But Toeppe emphasized that the agency would move with caution in any event. “People matter,” she said.
The agency’s top examiner also offered a strong defense for NCUA’s call for third-party vendor exam authority. “We do need it,” Toeppe, a former savings and loan regulator, said. “When I first came over to NCUA, I was stunned we didn’t have third-party vendor exam authority. I was used to always having it.” She said her former agency was never accused of abusing the authority, “and it was never a problem.”
Toeppe said NCUA sees reliance “more and more and more” by credit unions on the use of vendors and third parties to help them in a number of areas. She cited data processing and lending as examples.
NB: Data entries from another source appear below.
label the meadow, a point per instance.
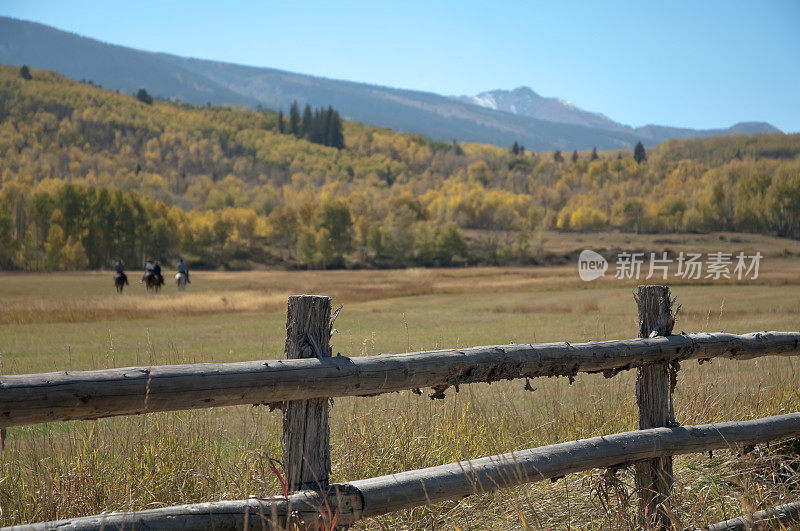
(74, 321)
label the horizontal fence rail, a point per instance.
(365, 498)
(774, 518)
(81, 395)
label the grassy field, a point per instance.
(76, 321)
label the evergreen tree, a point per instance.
(335, 132)
(144, 97)
(639, 154)
(307, 126)
(294, 119)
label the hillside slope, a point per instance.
(199, 81)
(89, 174)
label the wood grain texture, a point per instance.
(306, 433)
(653, 478)
(786, 516)
(376, 496)
(74, 395)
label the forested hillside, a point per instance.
(89, 175)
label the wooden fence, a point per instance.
(314, 502)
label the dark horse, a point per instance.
(120, 280)
(153, 282)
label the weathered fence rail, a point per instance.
(376, 496)
(35, 398)
(82, 395)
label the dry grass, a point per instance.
(66, 469)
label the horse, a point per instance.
(120, 279)
(153, 282)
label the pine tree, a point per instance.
(336, 133)
(294, 119)
(639, 154)
(307, 130)
(144, 97)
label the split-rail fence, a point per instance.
(302, 385)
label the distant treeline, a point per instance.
(89, 175)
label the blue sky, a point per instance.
(684, 63)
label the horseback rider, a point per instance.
(119, 267)
(184, 270)
(157, 272)
(151, 268)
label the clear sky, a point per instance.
(698, 63)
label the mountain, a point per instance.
(524, 101)
(438, 117)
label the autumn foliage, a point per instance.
(90, 175)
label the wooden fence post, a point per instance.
(306, 434)
(654, 398)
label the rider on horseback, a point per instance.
(119, 267)
(152, 268)
(183, 269)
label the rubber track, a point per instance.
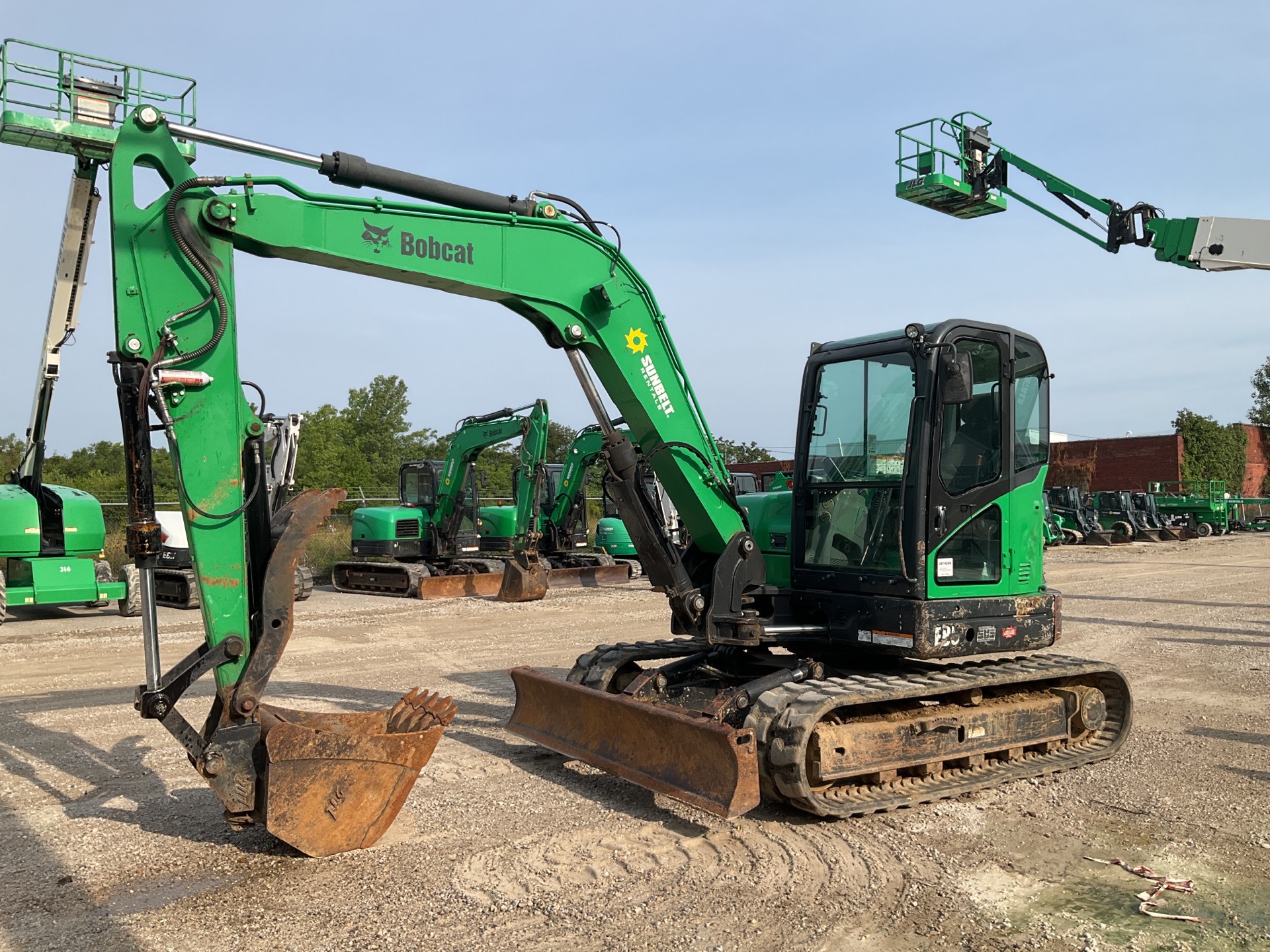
(785, 717)
(596, 668)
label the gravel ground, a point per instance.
(108, 841)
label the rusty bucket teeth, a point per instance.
(525, 579)
(335, 782)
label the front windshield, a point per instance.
(857, 452)
(861, 420)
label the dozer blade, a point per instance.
(396, 579)
(525, 579)
(1105, 537)
(701, 762)
(335, 782)
(464, 586)
(588, 576)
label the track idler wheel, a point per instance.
(525, 578)
(334, 782)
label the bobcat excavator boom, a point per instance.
(912, 535)
(955, 167)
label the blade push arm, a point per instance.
(954, 167)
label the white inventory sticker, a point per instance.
(894, 639)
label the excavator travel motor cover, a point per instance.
(335, 782)
(697, 760)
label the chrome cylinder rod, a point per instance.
(150, 629)
(588, 387)
(244, 145)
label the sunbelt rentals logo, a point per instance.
(636, 342)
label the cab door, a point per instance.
(969, 512)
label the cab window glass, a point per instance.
(1032, 405)
(973, 553)
(970, 441)
(860, 429)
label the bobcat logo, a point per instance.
(375, 238)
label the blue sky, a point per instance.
(747, 154)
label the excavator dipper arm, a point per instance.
(175, 323)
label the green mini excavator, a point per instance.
(840, 651)
(563, 530)
(433, 534)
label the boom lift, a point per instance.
(50, 535)
(175, 582)
(912, 534)
(433, 534)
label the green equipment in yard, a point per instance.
(1075, 513)
(1053, 528)
(562, 518)
(1205, 506)
(912, 531)
(433, 535)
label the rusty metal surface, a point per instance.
(525, 578)
(394, 579)
(588, 576)
(335, 782)
(708, 764)
(931, 735)
(300, 520)
(476, 584)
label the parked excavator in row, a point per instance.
(563, 526)
(818, 630)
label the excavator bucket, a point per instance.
(525, 578)
(588, 576)
(335, 782)
(325, 782)
(697, 760)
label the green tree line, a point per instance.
(359, 447)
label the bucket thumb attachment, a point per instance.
(525, 578)
(337, 781)
(323, 782)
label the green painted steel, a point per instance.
(153, 282)
(1174, 239)
(83, 524)
(19, 522)
(614, 539)
(937, 171)
(1203, 500)
(530, 474)
(54, 582)
(578, 460)
(65, 102)
(1023, 547)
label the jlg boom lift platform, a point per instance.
(816, 648)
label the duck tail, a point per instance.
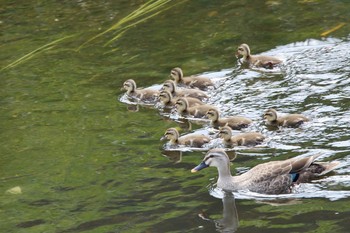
(315, 170)
(327, 167)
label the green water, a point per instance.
(86, 164)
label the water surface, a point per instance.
(84, 163)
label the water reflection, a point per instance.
(229, 221)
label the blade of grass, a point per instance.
(35, 52)
(143, 10)
(326, 33)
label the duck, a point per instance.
(234, 122)
(168, 101)
(183, 108)
(201, 83)
(170, 85)
(290, 120)
(192, 140)
(256, 60)
(242, 139)
(141, 94)
(274, 177)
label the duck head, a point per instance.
(181, 105)
(176, 74)
(214, 158)
(170, 134)
(165, 97)
(225, 133)
(212, 114)
(169, 85)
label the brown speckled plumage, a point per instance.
(242, 139)
(192, 81)
(256, 60)
(290, 120)
(275, 177)
(192, 140)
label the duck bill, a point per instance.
(201, 166)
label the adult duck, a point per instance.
(275, 177)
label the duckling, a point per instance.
(243, 139)
(291, 120)
(182, 107)
(234, 122)
(275, 177)
(141, 94)
(256, 60)
(167, 99)
(193, 81)
(170, 86)
(192, 140)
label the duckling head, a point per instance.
(181, 105)
(129, 85)
(170, 134)
(213, 114)
(243, 50)
(214, 158)
(165, 97)
(270, 115)
(225, 133)
(169, 85)
(176, 74)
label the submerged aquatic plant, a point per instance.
(144, 12)
(37, 51)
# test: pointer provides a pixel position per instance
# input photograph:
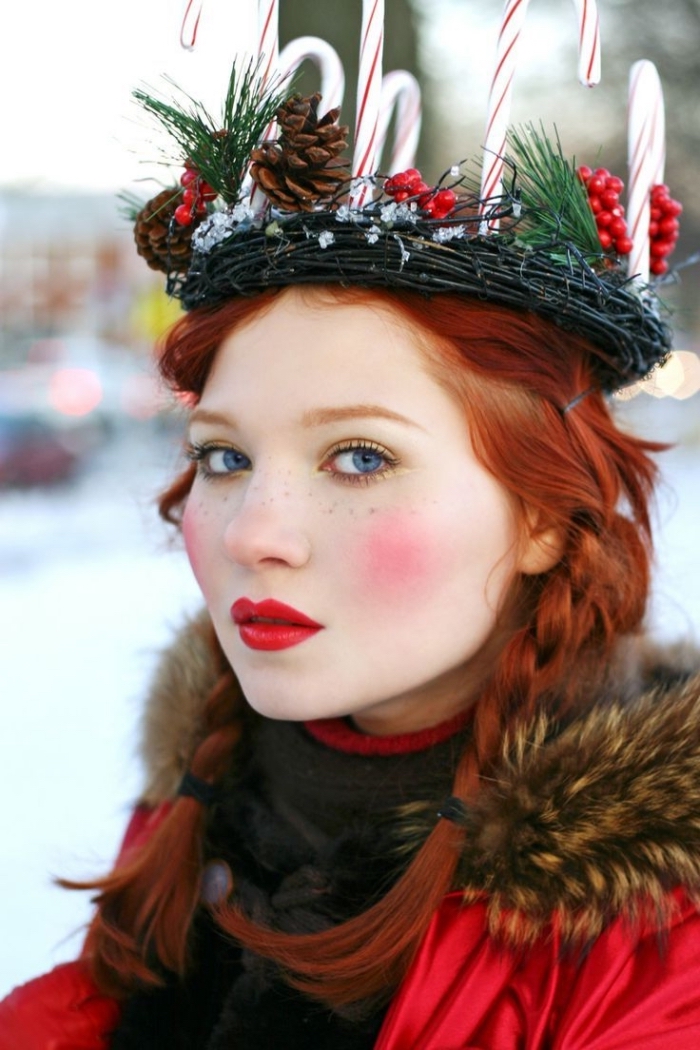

The agency executive asserted that use of third-party vendors can become a source of risk to the share insurance fund. “And that’s always my focus,” she said. “We want to be sure we aren’t exposing the insurance fund to undue risk. And that’s really where it comes from; it’s a risk perspective for NCUA.”
She added that if the agency secures the authority (which will take an act of Congress to do so), NCUA would use it cautiously. She disputed some reports that the agency would be “ramping up” such as by hiring 500 additional examiners. “I think we’d use (the authority) prudently, where needed, just exactly like the state supervisors have done,” she said. “Where it’s needed, when it’s needed when we see a risk– just like the state supervisors, they’ve used it prudently. The banking regulators use it prudently. I don’t think there would be any difference.
She said that using the authority, when needed, is necessary to avoid a regulatory blind spot. “From (the perspective of) managing the share insurance fund, that makes us very nervous. That’s one thing that keeps me up at night,” she said.
In other comments, Toeppe said:
- Cybersecurity is a persistent threat; the one risk that just doesn’t go away. “We have ebbs and flows of other risks, but cybersecurity just keeps coming,” she said. “It just doesn’t stop, it’s in everything. It’s the constant ‘come at you’ thing. It’s high level, persistent.”
- NCUA is not discouraging mergers among credit unions (as opposed to banking regulators with banks, under an executive order from President Joe Biden). “We don’t tell (credit unions) no you can’t merge, but we want to make sure they are doing the right thing.”
- She has no problem with credit unions buying banks, as long as the transaction is done well and the credit union has done its homework. “Everyone thinks we rubber stamp them,” she said, adding the agency does not. She said the transaction must make sense, and that the agency has be sure of the risk that the insurance fund is taking on with the transaction.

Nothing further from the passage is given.